An Exhibition of Paintings by Suwanitha Senanayake at the Lionel Wendt Art Gallery will be on from November 2-4

The very modern house that Ranjith Senanayake, the least known of the children of Dudley Sena-nayake’s brother Robert, has built, is full of wonderful old family photographs. But amongst these are modern paintings which add splashes of colour amidst the dignified black or sepia and white of the pictures.

I was impressed to find these were by his wife Suwanitha, a grand-daughter of the least known of the brothers prominent during and after the First World War. DS and FR went into politics, DC kept the family solvent, just as later Robert kept Dudley solvent when, unlike modern politicians, he spent his money on the people, not making them pay for him.

Having admired those paintings, I saw more when Suwanitha provided illustrations for her son Vasantha’s first book, the epic poem Transcending Sita. That included several portraits of Sita in vari-ous moods, including ‘Tortured Lady’ which features in the exhibition.

For Suwanitha has finally decided to have an exhibition on her own, the first since 1980. She exhibited in group events in between, but the current range of work and the different media she uses war-rant her own show.

There is a wide range of style and of subject matter, including portraits of women captured in repose and in movement. Contrasting with the static beauty of the pictures in the first book are those she provided for the cover of Vasantha’s second book, Daughters of the Dervish. These creatures are fluid in their movements, exemplifying the evolving and revolving cocktail of emotions and thoughts which constitute the book.

Tortured soul

Then we have a whole host of landscapes, windswept and still, like the ladies. ‘Serenity’ seems to me to be nothing of the sort, three trees tossing their heads against a lowering sun, as vibrant as ‘Rain Forest’ with its much more vivid colour. Then there is the tranquil ‘Church’, and the spreading ‘Shady Grove’ where the use of perspective reminded me of Ivor Hitchens’ walks through woods.

The collages are fascinating. ‘Togetherness’ has cranes of different shades against a mysterious back-ground suggesting hidden depths as Chirico does. Very different is ‘Lifestyles’ with figures like those in tapestries of the Portuguese period in a many layered house amidst which an orange tree blooms.

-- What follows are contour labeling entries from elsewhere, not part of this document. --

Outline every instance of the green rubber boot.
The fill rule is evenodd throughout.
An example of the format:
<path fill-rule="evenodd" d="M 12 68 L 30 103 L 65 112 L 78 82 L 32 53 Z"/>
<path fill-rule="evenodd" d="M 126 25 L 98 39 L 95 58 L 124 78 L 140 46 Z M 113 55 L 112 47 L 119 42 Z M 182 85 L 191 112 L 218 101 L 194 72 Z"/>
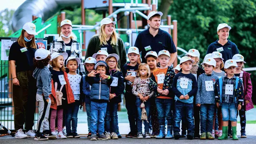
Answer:
<path fill-rule="evenodd" d="M 232 127 L 232 138 L 233 140 L 238 140 L 238 137 L 236 135 L 236 126 Z"/>
<path fill-rule="evenodd" d="M 228 139 L 228 126 L 223 126 L 222 127 L 222 135 L 221 137 L 219 137 L 218 139 L 219 140 L 224 140 Z"/>

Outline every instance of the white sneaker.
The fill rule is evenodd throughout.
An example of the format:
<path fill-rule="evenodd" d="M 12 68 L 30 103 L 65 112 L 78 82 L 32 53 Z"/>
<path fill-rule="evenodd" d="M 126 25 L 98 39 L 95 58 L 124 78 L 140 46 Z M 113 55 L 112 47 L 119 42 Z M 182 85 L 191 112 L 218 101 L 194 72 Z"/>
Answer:
<path fill-rule="evenodd" d="M 24 133 L 21 128 L 17 131 L 15 134 L 15 138 L 24 139 L 28 138 L 28 136 Z"/>
<path fill-rule="evenodd" d="M 59 133 L 58 134 L 57 138 L 61 139 L 66 139 L 67 137 L 64 135 L 62 132 L 59 132 Z"/>
<path fill-rule="evenodd" d="M 35 133 L 33 130 L 29 130 L 28 132 L 26 132 L 25 135 L 28 136 L 28 137 L 35 137 Z"/>

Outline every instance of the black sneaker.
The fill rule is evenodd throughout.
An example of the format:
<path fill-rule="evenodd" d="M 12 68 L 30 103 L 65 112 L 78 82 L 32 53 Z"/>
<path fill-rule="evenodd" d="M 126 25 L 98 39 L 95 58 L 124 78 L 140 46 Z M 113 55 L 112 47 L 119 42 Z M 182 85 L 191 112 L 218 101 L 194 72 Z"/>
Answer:
<path fill-rule="evenodd" d="M 179 132 L 174 132 L 174 138 L 175 139 L 179 139 L 181 136 Z"/>
<path fill-rule="evenodd" d="M 35 134 L 35 138 L 34 138 L 34 140 L 46 140 L 48 139 L 49 139 L 44 137 L 44 135 L 42 133 L 40 133 L 40 134 Z"/>
<path fill-rule="evenodd" d="M 74 138 L 80 138 L 80 135 L 79 135 L 77 132 L 73 133 L 73 136 Z"/>

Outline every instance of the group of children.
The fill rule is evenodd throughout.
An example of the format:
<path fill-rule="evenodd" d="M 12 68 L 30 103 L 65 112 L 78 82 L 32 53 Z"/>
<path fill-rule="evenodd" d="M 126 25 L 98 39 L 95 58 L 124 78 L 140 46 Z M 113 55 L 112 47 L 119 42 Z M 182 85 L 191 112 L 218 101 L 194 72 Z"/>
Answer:
<path fill-rule="evenodd" d="M 67 58 L 65 53 L 50 56 L 48 51 L 37 49 L 33 77 L 37 81 L 40 114 L 35 139 L 79 137 L 77 114 L 84 103 L 88 138 L 121 138 L 117 110 L 125 87 L 130 129 L 127 137 L 213 139 L 219 136 L 219 139 L 226 139 L 230 121 L 233 139 L 238 139 L 237 111 L 241 118 L 245 119 L 244 111 L 253 108 L 250 74 L 241 70 L 245 63 L 243 56 L 236 54 L 224 65 L 221 54 L 214 52 L 201 63 L 203 70 L 199 67 L 197 50 L 191 49 L 186 55 L 174 69 L 169 66 L 170 54 L 164 50 L 158 54 L 148 52 L 145 56 L 147 63 L 139 64 L 139 50 L 132 46 L 128 52 L 130 62 L 121 69 L 118 55 L 100 50 L 85 60 L 83 65 L 87 73 L 82 77 L 76 73 L 82 62 L 79 58 Z M 64 63 L 67 59 L 67 74 Z M 243 125 L 241 135 L 246 137 L 245 124 Z M 63 126 L 66 136 L 62 132 Z"/>

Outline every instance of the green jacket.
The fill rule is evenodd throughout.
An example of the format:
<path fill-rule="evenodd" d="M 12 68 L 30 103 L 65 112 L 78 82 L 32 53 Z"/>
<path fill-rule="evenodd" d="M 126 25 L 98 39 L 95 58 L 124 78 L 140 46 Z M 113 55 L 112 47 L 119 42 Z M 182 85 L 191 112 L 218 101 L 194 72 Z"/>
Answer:
<path fill-rule="evenodd" d="M 112 48 L 114 53 L 116 53 L 119 57 L 118 64 L 120 68 L 122 69 L 123 65 L 126 63 L 126 51 L 122 39 L 119 37 L 118 40 L 117 45 L 112 45 Z M 97 53 L 100 50 L 101 48 L 101 46 L 98 35 L 94 35 L 90 39 L 86 49 L 85 58 L 92 56 L 93 54 Z"/>

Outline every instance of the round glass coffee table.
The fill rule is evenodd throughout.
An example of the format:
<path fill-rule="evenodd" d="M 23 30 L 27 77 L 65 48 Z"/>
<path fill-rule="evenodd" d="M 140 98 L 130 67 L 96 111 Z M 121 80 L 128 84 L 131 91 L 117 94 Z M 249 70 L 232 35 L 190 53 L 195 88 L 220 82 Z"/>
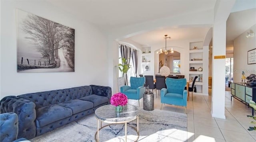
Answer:
<path fill-rule="evenodd" d="M 125 140 L 126 142 L 127 134 L 127 126 L 132 128 L 138 134 L 137 141 L 139 138 L 139 113 L 138 108 L 133 105 L 127 105 L 124 107 L 123 111 L 117 112 L 115 110 L 115 107 L 111 105 L 101 106 L 95 110 L 95 117 L 97 120 L 97 132 L 95 133 L 95 141 L 99 142 L 99 131 L 103 128 L 113 124 L 124 124 L 125 130 Z M 127 125 L 127 123 L 137 119 L 137 130 L 135 127 Z M 100 122 L 100 126 L 99 122 Z M 102 126 L 102 123 L 110 123 Z"/>

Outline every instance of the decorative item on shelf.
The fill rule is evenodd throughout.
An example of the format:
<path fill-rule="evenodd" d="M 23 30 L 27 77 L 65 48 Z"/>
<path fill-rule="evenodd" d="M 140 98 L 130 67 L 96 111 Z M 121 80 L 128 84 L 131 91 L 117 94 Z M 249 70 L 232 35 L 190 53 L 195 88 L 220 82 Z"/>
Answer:
<path fill-rule="evenodd" d="M 171 53 L 174 53 L 174 51 L 173 50 L 173 48 L 171 48 L 170 50 L 167 50 L 166 49 L 166 39 L 168 38 L 168 39 L 170 39 L 171 37 L 167 37 L 167 35 L 164 35 L 164 36 L 165 37 L 164 37 L 165 39 L 165 49 L 160 49 L 160 50 L 159 50 L 159 51 L 157 51 L 156 52 L 156 53 L 157 54 L 161 54 L 161 53 L 164 53 L 164 54 L 166 55 L 167 55 L 167 54 L 168 54 L 168 52 L 170 52 Z"/>
<path fill-rule="evenodd" d="M 254 74 L 251 74 L 250 76 L 246 77 L 247 80 L 247 85 L 251 86 L 256 86 L 256 75 Z"/>
<path fill-rule="evenodd" d="M 145 66 L 145 70 L 146 71 L 148 71 L 148 70 L 149 70 L 149 67 L 147 65 Z"/>
<path fill-rule="evenodd" d="M 194 47 L 194 48 L 193 49 L 193 50 L 197 50 L 197 47 Z"/>
<path fill-rule="evenodd" d="M 189 71 L 190 72 L 195 72 L 197 71 L 197 70 L 195 69 L 195 67 L 190 67 L 190 69 L 189 70 Z"/>
<path fill-rule="evenodd" d="M 116 106 L 116 111 L 121 112 L 122 111 L 124 106 L 128 103 L 127 96 L 122 93 L 114 94 L 110 98 L 110 104 Z"/>
<path fill-rule="evenodd" d="M 164 66 L 160 68 L 160 74 L 162 76 L 167 76 L 170 74 L 170 70 L 168 66 Z"/>
<path fill-rule="evenodd" d="M 242 70 L 242 82 L 241 82 L 242 84 L 245 84 L 245 79 L 246 78 L 245 77 L 245 76 L 244 76 L 244 70 Z M 244 80 L 244 82 L 243 82 L 243 80 Z"/>
<path fill-rule="evenodd" d="M 203 59 L 201 59 L 201 58 L 194 58 L 194 59 L 193 59 L 193 60 L 191 59 L 191 60 L 202 60 Z"/>
<path fill-rule="evenodd" d="M 196 93 L 196 86 L 194 87 L 194 92 Z"/>

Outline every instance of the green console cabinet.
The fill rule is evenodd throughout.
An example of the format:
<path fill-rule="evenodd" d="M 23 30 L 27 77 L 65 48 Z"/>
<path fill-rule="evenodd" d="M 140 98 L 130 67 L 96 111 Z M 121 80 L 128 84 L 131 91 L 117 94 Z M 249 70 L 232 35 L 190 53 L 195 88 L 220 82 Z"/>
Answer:
<path fill-rule="evenodd" d="M 250 100 L 256 102 L 256 86 L 247 86 L 246 84 L 240 83 L 231 82 L 231 95 L 246 104 L 248 104 Z"/>

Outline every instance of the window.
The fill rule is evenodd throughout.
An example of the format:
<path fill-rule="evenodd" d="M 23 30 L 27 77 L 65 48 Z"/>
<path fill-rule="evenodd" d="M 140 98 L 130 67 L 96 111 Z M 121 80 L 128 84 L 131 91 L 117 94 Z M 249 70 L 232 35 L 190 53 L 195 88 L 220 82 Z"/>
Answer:
<path fill-rule="evenodd" d="M 173 72 L 174 73 L 180 73 L 180 60 L 173 60 Z"/>
<path fill-rule="evenodd" d="M 228 81 L 233 80 L 233 58 L 226 58 L 225 81 L 227 84 L 228 83 Z"/>

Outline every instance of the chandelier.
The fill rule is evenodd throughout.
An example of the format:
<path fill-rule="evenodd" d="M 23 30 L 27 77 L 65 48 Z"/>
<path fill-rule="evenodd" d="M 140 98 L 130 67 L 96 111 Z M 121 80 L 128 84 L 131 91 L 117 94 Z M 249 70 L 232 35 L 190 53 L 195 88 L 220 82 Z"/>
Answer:
<path fill-rule="evenodd" d="M 172 48 L 170 50 L 167 50 L 166 49 L 166 39 L 170 39 L 171 37 L 167 37 L 167 35 L 164 35 L 165 37 L 164 37 L 165 39 L 165 49 L 160 49 L 159 51 L 157 51 L 156 53 L 157 54 L 161 54 L 162 53 L 164 53 L 166 55 L 168 54 L 168 52 L 170 52 L 171 53 L 174 53 L 174 51 L 173 51 L 173 49 Z"/>

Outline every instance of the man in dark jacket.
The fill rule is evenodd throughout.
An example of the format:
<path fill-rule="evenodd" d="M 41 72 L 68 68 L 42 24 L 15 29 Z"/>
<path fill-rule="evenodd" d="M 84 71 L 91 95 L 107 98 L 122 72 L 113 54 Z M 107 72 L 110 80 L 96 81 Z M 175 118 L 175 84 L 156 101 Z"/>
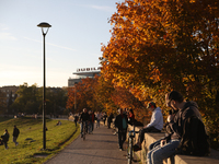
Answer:
<path fill-rule="evenodd" d="M 20 130 L 16 128 L 16 126 L 14 126 L 12 136 L 13 136 L 13 142 L 15 143 L 15 145 L 19 144 L 19 142 L 16 142 L 16 139 L 18 139 L 19 134 L 20 134 Z"/>
<path fill-rule="evenodd" d="M 119 115 L 116 116 L 115 127 L 118 128 L 118 145 L 119 150 L 123 151 L 123 144 L 126 141 L 126 133 L 128 127 L 127 115 L 123 113 L 123 109 L 118 109 Z"/>
<path fill-rule="evenodd" d="M 80 117 L 80 122 L 81 122 L 81 138 L 83 137 L 83 121 L 85 122 L 85 129 L 87 129 L 87 132 L 88 132 L 88 121 L 90 119 L 90 115 L 87 110 L 87 108 L 83 108 L 83 113 L 81 114 L 81 117 Z"/>
<path fill-rule="evenodd" d="M 166 99 L 168 106 L 174 110 L 178 110 L 172 119 L 172 116 L 168 117 L 169 126 L 172 133 L 165 139 L 161 140 L 161 143 L 150 150 L 147 154 L 147 163 L 162 163 L 163 160 L 176 153 L 176 149 L 180 145 L 182 134 L 184 133 L 185 120 L 192 116 L 196 116 L 201 119 L 198 112 L 198 106 L 195 102 L 186 102 L 182 94 L 176 91 L 172 91 Z"/>
<path fill-rule="evenodd" d="M 9 149 L 9 147 L 8 147 L 9 132 L 8 132 L 7 129 L 4 129 L 4 133 L 1 136 L 1 138 L 2 138 L 2 142 L 3 142 L 3 144 L 4 144 L 4 148 L 5 148 L 5 149 Z"/>

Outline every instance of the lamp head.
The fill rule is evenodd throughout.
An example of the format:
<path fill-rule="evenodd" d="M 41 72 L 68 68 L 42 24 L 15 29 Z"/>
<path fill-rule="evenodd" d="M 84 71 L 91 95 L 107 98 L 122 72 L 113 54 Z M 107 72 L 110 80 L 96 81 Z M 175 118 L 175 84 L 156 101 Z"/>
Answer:
<path fill-rule="evenodd" d="M 46 23 L 46 22 L 42 22 L 37 25 L 38 27 L 51 27 L 50 24 Z"/>

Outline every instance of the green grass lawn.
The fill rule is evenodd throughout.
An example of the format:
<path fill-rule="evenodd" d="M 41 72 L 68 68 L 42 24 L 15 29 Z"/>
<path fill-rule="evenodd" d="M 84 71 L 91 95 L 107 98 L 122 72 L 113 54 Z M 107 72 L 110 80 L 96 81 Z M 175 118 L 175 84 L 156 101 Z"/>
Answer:
<path fill-rule="evenodd" d="M 58 120 L 46 120 L 46 150 L 43 149 L 43 121 L 42 119 L 33 118 L 15 118 L 3 119 L 0 118 L 0 136 L 3 134 L 4 129 L 8 129 L 9 149 L 0 145 L 0 163 L 3 164 L 42 164 L 58 151 L 64 149 L 76 139 L 80 131 L 76 128 L 72 121 L 61 120 L 61 126 L 56 126 Z M 15 147 L 12 141 L 13 126 L 20 129 L 18 138 L 19 145 Z M 46 157 L 35 157 L 36 155 L 47 155 Z"/>

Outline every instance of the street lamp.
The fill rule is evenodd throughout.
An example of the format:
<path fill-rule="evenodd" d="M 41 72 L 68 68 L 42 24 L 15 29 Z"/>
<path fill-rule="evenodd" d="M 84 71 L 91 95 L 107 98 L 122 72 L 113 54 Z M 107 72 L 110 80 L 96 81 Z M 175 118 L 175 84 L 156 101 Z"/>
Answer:
<path fill-rule="evenodd" d="M 76 98 L 77 98 L 77 89 L 76 89 L 76 84 L 78 84 L 78 82 L 74 82 L 74 114 L 76 114 L 76 112 L 77 112 L 77 101 L 76 101 Z"/>
<path fill-rule="evenodd" d="M 44 36 L 44 94 L 43 94 L 43 149 L 46 149 L 46 117 L 45 117 L 45 110 L 46 110 L 46 62 L 45 62 L 45 37 L 46 34 L 48 33 L 48 28 L 51 27 L 50 24 L 46 23 L 46 22 L 42 22 L 37 25 L 38 27 L 42 28 L 42 34 Z M 44 30 L 46 32 L 44 32 Z"/>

Suwanitha also sometimes ages her backgrounds so they look like frescoed wood, a lordly Ganesh superimposed on layers suggesting other figures, a girl with a flower with tapestry behind her.

Movement and repose combine in ‘Hummingbirds’, as they do in a still life that is nothing but still, with flowers ready to burst out in different directions. That quality has survived the years, for the doves in the picture on the cover of the brochure of her 1980 exhibition, perched on a branch, also seem ready to take off, exemplifying like the hummingbirds an artist focusing on the immediate in the midst of the transcendent.